Letter to the Honorable Mick Mulvaney, Director of Office of Management and Budget Director - Oppose Trump Administration to Auction off Bonneville Power Administration Assets & Other Federal Transmission Lines

Letter

Dear Director Mulvaney:

We write to oppose the proposal in the Administration's Fiscal Year 2019 (FY19) Budget to sell off federal electric transmission assets and reform cost-based rates of the federal Power Marketing Administrations (PMAs).

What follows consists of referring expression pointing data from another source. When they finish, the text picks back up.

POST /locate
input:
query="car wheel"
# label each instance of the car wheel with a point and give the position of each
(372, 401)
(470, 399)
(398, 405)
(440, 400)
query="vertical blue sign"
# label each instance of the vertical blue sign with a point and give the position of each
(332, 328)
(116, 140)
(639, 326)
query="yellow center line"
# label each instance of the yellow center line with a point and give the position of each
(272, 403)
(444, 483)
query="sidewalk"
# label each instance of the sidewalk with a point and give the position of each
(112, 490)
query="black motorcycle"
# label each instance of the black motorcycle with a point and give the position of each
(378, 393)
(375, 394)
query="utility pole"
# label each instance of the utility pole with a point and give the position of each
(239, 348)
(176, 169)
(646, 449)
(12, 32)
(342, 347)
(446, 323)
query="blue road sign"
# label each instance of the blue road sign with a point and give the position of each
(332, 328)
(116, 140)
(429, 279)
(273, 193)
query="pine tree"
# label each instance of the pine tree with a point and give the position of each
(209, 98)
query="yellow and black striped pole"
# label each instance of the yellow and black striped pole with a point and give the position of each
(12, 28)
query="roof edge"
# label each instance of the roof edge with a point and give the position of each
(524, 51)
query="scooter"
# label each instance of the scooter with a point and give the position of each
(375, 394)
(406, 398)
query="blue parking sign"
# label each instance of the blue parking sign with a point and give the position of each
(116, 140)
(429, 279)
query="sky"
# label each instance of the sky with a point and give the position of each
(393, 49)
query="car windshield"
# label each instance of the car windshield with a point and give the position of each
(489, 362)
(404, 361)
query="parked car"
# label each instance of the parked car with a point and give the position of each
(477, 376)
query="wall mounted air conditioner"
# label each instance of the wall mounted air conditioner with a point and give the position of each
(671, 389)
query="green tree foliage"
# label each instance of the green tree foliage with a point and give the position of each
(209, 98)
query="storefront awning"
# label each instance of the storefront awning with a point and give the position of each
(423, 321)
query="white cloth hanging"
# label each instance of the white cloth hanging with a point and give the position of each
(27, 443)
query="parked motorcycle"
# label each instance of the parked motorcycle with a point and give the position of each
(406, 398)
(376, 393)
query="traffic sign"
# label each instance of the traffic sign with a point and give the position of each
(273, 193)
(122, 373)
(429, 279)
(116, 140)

There is a long, bipartisan tradition of opposing similar past proposals, including last year's proposal that recommended selling off federal PMA transmission assets. Unfortunately, this year's budget is broader in scope, potentially undermining reliable and affordable electric service in our states. We believe divesting over 33,000 circuit-miles of transmission -- transmission that was built specifically to connect federal electric generation to load -- will not improve our nation's infrastructure. Instead, it will destabilize the balance sheets of the Bonneville Power Administration (BPA), the Western Area Power Administration (WAPA), and the Southwestern Power Administration (SWPA).

While private enterprise plays a critical role in the energy sector, in our states and particularly in rural areas, the public sector provides regional value and significant local input. Privatizing these assets will likely not result in incentivizing new transmission infrastructure that many of us support. Instead, it will simply shift economic value from families and businesses in our states to investors.

In our states, we see first-hand that federal power marketing is one notable federal program that not only fully pays its way, but also provides benefits to the federal government's balance sheet. For example, this past October, BPA made its 34th consecutive annual payment to the U.S. Treasury on time and in full under its authority to self-finance. PMA rates are set to fully recover -- with interest -- initial federal investments in hydroelectric dams and transmission facilities. In addition, power rates also support flood control, navigation, irrigation, water supply, wildlife enhancement, recreation, and salinity control at multipurpose federal dams.

Furthermore, this budget proposal creates unnecessary financial risk to these federal entities and brings uncertainty to consumers in our states. Following the release of the FY19 Budget, Moody's Investor's Service published a report stating the proposal "is likely to raise transmission rates for BPA […] customers because the new private owners would have higher capital costs that would need to be recovered in rates." Moody's concluded that, if carried out, the proposal "would be credit negative for each entity because it would reduce transmission related revenue, a stable revenue source and weaken federal government support, key considerations that support their respective ratings." S&P issued its own note promising to monitor progress on the budget. WAPA, SWPA, and the Southeastern Power Administration do not have equivalent borrowing authority, but their customers face similar disruption and higher costs under the budget proposal.

Through the years, the PMAs adapted to changing market conditions, sometimes encouraged by congressional oversight and direction. There remains room for continued improvement, and moving forward, we want to work with the Administration to ensure federal electric transmission and power marketing continue to deliver value to consumers and the federal government's balance sheet.